It’s fairly well know that Sequences or “seq”, the short hand for IEnumerable, are lazy. This has some interesting performance consequence I had not considered until recently. When we execute a line like:

let lotsOfInts = Seq.map (fun x -> x + 1) (seq { 1 .. 1000000 })

The command executes almost instantaneously, despite the fact we’re creating a list of a million integers (Real: 00:00:00.001, CPU: 00:00:00.000 on my PC).  This is because everything is lazy; no actual work is done till the list is enumerated. Executing a command like:

let lotsOfInts' = List.of_seq lotsOfInts

Takes a significant amount of time (Real: 00:00:01.107, CPU: 00:00:01.076 for me), because we turn the lazy collection into a concrete collection. This is often pretty much what we want, not to do any work until we need to enumerate the collection. The thing to beware of is that we do this work every time we enumerate the collection. This may be desirable for some times of collection, for example say something that reads from a file of data base that’s like to change between enumerations. But there’s also a class of problem were this is highly undesirable.
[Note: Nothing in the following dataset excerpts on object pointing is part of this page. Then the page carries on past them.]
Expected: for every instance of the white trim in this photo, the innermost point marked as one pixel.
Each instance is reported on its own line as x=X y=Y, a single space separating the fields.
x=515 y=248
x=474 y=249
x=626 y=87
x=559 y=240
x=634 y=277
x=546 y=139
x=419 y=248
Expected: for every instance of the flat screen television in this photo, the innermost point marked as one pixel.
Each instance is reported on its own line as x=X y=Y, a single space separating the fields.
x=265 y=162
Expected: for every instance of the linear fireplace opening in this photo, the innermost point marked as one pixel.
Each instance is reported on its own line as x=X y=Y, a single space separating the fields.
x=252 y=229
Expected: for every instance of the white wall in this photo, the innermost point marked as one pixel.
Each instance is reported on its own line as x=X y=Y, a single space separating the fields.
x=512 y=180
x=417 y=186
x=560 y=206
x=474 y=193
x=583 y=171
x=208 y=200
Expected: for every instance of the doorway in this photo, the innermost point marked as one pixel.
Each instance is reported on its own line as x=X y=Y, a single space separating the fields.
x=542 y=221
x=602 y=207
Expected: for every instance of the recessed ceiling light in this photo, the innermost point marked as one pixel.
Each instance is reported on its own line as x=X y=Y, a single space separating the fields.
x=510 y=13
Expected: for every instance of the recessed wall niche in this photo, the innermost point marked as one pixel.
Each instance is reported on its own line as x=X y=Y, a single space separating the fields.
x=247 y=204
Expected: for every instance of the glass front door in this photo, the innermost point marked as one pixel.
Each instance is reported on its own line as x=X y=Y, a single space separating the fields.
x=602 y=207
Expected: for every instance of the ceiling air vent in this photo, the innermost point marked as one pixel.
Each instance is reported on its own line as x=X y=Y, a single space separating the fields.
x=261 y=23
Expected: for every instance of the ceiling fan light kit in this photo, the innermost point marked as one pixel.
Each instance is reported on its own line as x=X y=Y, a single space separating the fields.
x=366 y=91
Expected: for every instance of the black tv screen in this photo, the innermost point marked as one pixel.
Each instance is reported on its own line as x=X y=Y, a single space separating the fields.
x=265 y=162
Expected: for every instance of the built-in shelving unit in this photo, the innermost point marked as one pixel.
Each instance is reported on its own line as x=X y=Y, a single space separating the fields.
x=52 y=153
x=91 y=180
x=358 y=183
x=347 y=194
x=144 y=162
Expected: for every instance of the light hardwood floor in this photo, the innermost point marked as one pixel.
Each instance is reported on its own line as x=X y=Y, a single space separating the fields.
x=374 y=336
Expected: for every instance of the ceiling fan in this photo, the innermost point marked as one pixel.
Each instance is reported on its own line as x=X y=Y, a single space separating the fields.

Consider the following code:

let rec loop seq iteration =

    let timer = new System.Diagnostics.Stopwatch()

    timer.Start()

    let seq' = Seq.map (fun x -> x + 1) seq

    let list = List.of_seq seq'

    printfn "Interation: %i time: %i" iteration timer.ElapsedMilliseconds

    if iteration < 10 then

        loop seq' (iteration + 1)

 

loop (seq { 1 .. 1000000 }) 0

Each iteration will take longer than the last, as each time “List.of_seq seq” is execute the sequence is recursively reiterated. I get the following results on my computer:

Interation: 0 time: 953

Interation: 1 time: 919

Interation: 2 time: 1151

Interation: 3 time: 1857

Interation: 4 time: 1528

Interation: 5 time: 2041

Interation: 6 time: 1820

Interation: 7 time: 2341

Interation: 8 time: 2300

Interation: 9 time: 2747

Interation: 10 time: 2673

 It’s trivial to fix this problem, simply use the “Seq.cache” function:

let rec loop' seq iteration =

    let timer = new System.Diagnostics.Stopwatch()

    timer.Start()

    let seq' = Seq.cache (Seq.map (fun x -> x + 1) seq)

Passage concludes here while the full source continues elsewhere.